# Exploratory Data Analysis - Recipe Dataset
## Introduction
This notebook presents an **exploratory data analysis (EDA)** of a cooking recipes dataset from Kaggle, as part of my recipe recommender project. The goal of this analysis is to identify key features and trends in international cuisine recipes and to prepare the dataset for further modeling and recommendations.

**Dataset:** 7000+ International Cuisine Recipes (Kaggle)

**Objective:** Explore and visualize the dataset to gain insights and guide further analysis.

**Author:** NGUYEN Ngoc Dang Nguyen - Final-year Student in Computer Science, Aix-Marseille University

**EDA steps:** 
1. Load and preview the cleaned dataset
2. Assess dataset structure and data types
3. Analyze missing values and data quality
4. Explore cuisine types and preparation time distribution
5. Analyze ingredient usage and recipe ratings
6. Investigate feature relationships and correlations
7. Detect and visualize outliers

## 1. Load Libraries and Data

In [None]:
import pandas as pd
import matplotlib.pyplot as plt
import seaborn as sns
from collections import Counter
import os

# Load the cleaned CSV file
cleaned_data_path = os.path.join("..", "data", "cleaned", "Food_Recipe_cleaned.csv")
df_cleaned = pd.read_csv(cleaned_data_path)

# Preview the first few rows
print("Data preview:")
display(df_cleaned.head())

# Show general information about the dataset
print("\nGeneral information about the dataset:")
display(df_cleaned.info())

## 2. Dataset Overview

In [None]:
print("General recipe statistics:")
display(df_cleaned.describe())

# Show dataset shape
print(f"\nDataset shape: {df_cleaned.shape[0]} rows, {df_cleaned.shape[1]} columns")

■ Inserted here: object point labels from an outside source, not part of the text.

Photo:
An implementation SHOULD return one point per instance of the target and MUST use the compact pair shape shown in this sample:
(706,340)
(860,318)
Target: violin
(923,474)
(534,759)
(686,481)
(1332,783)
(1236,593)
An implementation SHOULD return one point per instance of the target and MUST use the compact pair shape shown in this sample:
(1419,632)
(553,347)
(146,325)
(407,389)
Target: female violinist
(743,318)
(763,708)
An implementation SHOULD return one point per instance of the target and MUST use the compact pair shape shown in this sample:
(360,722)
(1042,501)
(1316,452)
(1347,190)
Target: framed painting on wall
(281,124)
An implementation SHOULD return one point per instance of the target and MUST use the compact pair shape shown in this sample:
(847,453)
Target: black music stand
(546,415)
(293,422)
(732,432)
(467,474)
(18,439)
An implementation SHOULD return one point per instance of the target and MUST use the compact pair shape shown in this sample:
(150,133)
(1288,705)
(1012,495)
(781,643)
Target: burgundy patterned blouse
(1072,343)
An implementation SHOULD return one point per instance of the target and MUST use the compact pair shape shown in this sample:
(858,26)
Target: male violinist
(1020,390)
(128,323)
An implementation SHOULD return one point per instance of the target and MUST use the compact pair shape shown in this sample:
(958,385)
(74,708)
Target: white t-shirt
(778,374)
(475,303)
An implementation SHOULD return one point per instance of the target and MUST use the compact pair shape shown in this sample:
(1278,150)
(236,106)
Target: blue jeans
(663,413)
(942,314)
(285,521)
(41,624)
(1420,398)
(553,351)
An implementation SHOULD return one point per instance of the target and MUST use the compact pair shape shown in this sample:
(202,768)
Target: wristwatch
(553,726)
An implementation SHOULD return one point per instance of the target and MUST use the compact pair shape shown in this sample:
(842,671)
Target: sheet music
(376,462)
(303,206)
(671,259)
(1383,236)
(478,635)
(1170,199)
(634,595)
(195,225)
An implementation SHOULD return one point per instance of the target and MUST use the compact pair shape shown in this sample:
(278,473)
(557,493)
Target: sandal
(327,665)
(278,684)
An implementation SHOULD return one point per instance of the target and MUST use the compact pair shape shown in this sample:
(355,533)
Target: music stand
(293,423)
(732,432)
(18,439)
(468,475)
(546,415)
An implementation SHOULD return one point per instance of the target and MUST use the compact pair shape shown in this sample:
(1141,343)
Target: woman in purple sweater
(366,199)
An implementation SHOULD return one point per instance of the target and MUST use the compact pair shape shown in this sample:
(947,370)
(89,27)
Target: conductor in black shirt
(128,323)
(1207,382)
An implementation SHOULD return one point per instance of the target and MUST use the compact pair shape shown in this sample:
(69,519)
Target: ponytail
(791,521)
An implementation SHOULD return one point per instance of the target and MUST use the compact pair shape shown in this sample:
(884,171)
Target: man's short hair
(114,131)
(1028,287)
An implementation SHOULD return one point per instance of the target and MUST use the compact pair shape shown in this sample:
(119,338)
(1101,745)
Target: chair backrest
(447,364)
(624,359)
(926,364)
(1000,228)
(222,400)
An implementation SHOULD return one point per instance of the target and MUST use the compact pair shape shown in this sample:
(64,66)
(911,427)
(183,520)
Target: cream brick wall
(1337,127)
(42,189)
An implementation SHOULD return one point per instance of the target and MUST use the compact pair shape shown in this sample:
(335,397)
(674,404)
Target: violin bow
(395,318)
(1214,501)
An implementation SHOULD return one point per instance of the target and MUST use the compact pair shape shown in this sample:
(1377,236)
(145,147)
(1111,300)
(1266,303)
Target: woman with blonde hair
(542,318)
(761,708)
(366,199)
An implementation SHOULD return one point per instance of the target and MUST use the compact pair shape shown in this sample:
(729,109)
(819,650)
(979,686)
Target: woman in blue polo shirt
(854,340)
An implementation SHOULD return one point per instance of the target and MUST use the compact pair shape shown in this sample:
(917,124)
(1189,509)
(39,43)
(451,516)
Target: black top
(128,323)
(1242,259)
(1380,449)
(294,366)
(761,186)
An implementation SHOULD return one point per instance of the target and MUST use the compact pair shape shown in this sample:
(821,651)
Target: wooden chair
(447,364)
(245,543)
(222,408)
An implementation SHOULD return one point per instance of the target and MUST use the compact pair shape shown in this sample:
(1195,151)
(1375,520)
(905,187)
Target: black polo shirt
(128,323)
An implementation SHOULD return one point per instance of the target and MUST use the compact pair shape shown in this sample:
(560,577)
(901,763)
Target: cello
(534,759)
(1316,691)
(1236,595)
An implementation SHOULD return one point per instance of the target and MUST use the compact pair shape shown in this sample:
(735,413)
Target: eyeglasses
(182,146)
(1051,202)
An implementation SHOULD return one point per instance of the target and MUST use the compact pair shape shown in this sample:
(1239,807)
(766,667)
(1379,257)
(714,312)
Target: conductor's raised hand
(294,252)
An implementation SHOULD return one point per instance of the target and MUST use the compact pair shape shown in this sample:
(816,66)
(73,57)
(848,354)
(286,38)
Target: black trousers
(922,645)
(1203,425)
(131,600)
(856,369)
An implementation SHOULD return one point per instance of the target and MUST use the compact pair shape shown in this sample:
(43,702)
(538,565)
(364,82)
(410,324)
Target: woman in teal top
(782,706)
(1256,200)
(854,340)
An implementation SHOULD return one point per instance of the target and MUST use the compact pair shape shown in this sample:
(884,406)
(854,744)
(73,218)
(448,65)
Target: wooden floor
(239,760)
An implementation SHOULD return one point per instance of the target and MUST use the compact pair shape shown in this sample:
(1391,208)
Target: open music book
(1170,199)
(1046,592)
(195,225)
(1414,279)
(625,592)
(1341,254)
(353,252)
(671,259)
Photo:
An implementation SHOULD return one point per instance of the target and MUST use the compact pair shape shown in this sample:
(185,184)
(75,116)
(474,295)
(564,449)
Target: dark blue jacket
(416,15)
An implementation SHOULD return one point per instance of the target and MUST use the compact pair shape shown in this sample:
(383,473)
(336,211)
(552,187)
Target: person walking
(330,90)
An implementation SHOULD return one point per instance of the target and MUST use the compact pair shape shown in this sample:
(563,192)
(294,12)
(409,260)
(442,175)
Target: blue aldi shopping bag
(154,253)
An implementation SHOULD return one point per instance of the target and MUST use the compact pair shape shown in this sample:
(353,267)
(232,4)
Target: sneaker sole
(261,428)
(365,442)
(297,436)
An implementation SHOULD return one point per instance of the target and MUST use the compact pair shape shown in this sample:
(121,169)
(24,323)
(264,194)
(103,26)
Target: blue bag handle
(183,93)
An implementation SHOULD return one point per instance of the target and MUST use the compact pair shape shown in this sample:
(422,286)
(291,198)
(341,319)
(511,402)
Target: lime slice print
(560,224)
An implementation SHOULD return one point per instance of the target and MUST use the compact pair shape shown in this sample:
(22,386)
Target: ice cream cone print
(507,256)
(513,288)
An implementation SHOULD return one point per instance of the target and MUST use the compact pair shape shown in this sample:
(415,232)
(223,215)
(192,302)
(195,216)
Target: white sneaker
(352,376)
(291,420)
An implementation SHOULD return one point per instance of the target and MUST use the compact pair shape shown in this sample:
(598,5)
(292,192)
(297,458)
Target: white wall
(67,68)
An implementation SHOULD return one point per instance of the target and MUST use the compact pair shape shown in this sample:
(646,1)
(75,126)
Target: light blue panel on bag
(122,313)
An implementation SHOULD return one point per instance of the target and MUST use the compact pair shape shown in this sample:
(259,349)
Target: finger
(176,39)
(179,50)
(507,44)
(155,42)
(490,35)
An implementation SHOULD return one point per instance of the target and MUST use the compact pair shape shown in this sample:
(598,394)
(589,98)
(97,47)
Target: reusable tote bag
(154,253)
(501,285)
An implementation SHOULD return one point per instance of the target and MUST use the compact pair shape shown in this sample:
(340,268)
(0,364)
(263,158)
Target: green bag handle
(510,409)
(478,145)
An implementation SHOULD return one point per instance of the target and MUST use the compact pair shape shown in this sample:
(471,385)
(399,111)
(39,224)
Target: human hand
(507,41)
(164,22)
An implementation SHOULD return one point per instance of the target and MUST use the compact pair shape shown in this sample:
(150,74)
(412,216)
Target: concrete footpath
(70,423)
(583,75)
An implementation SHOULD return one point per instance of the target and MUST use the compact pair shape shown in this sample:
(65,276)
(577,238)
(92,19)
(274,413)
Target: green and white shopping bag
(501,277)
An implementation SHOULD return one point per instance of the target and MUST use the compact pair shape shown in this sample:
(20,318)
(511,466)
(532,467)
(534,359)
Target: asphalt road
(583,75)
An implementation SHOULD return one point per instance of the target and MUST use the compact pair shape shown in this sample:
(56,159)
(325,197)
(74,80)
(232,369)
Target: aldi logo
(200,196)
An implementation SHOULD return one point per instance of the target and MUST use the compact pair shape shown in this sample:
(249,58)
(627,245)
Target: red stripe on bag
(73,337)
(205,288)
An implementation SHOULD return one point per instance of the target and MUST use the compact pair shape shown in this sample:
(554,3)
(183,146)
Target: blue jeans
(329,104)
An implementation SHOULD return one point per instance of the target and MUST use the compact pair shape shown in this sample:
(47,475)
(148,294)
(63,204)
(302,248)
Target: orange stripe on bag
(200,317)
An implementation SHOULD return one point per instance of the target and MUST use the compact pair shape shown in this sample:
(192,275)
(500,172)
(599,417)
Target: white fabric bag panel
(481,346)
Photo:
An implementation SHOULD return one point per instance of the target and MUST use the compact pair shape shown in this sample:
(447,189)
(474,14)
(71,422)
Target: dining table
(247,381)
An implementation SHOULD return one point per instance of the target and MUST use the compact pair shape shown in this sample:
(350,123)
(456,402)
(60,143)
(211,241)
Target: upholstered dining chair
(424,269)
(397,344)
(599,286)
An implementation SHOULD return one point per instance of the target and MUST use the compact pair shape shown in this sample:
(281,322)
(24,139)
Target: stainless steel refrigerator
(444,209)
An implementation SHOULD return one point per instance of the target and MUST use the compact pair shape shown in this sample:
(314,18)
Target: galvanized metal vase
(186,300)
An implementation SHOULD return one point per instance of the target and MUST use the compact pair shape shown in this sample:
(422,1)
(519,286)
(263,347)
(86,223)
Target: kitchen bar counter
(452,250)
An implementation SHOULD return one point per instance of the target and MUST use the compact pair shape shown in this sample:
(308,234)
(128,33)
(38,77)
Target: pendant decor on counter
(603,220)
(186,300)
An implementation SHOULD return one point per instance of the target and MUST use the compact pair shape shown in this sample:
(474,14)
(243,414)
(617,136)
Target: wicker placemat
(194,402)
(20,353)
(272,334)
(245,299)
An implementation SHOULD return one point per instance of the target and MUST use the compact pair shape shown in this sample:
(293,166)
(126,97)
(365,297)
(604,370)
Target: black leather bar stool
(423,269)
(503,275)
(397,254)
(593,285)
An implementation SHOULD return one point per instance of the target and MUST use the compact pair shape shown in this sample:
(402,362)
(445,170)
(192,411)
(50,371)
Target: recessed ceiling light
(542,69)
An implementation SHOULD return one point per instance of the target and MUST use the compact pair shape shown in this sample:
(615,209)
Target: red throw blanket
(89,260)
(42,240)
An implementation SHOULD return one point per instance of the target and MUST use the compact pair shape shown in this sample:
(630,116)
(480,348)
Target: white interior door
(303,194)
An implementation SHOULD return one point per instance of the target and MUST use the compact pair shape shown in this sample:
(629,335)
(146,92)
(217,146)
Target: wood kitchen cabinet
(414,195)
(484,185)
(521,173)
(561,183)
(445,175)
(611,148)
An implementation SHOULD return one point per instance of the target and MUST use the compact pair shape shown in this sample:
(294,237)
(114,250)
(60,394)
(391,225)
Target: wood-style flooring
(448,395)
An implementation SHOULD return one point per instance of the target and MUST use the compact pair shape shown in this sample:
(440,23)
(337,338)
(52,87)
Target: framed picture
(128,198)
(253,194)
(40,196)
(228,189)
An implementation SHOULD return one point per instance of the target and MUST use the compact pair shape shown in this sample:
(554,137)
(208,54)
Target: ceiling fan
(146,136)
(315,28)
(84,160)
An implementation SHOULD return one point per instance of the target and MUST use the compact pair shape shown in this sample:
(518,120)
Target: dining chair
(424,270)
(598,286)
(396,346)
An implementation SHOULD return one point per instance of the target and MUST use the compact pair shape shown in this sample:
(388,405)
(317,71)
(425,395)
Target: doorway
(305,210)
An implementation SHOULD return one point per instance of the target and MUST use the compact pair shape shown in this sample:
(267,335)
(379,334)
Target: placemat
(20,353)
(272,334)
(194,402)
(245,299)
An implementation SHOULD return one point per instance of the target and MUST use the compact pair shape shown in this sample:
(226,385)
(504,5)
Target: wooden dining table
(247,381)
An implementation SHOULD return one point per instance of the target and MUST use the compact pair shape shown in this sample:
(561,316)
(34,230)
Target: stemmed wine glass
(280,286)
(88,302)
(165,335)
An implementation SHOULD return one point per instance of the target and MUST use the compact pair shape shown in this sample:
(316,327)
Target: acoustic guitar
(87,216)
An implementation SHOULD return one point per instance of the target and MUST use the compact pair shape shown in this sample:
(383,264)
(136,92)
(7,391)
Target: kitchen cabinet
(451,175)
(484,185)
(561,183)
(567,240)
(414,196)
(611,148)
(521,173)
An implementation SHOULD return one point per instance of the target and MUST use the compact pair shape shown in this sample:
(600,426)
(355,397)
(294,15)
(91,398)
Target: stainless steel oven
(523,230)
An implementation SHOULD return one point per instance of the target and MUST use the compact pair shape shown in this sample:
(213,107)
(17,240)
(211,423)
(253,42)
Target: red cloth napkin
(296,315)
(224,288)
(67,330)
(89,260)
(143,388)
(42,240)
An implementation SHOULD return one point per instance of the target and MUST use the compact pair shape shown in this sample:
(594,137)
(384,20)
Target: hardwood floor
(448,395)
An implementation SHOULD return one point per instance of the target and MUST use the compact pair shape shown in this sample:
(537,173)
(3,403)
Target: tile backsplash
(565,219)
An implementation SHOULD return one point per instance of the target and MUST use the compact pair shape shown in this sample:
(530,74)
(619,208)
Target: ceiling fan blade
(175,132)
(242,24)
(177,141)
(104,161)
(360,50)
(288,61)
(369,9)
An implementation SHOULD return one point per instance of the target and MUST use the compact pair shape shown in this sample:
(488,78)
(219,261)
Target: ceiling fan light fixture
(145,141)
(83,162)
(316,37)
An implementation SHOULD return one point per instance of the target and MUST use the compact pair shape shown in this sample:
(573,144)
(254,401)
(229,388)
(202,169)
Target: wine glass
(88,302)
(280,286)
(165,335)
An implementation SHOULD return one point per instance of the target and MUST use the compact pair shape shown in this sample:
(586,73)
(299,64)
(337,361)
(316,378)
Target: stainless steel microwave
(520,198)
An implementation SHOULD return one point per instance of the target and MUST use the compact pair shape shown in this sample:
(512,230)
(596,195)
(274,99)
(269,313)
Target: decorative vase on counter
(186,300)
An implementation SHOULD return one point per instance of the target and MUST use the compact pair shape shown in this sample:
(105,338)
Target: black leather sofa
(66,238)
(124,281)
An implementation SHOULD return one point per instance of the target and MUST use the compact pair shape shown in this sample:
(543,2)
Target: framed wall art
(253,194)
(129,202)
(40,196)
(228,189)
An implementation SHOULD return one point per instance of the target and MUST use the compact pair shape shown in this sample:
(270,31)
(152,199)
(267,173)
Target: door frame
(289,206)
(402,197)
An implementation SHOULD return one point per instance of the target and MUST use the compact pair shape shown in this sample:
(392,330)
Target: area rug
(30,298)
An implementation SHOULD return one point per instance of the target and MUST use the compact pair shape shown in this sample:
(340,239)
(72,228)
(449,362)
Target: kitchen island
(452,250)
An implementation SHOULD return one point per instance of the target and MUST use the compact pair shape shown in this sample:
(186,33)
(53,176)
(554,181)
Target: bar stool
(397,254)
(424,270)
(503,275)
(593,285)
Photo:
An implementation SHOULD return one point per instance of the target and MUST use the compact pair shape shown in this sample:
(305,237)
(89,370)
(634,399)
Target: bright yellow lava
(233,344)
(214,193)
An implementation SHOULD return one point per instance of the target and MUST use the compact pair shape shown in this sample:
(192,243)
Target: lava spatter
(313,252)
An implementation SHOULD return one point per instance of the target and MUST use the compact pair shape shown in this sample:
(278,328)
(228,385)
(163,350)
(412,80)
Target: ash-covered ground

## 3. Missing Values Analysis

In [None]:
# Check for missing values
print("Missing values per column:")
missing_values = df_cleaned.isnull().sum()
display(missing_values[missing_values > 0])

# Check for duplicates
duplicates = df_cleaned.duplicated().sum()
print(f"\nNumber of duplicate rows: {duplicates}")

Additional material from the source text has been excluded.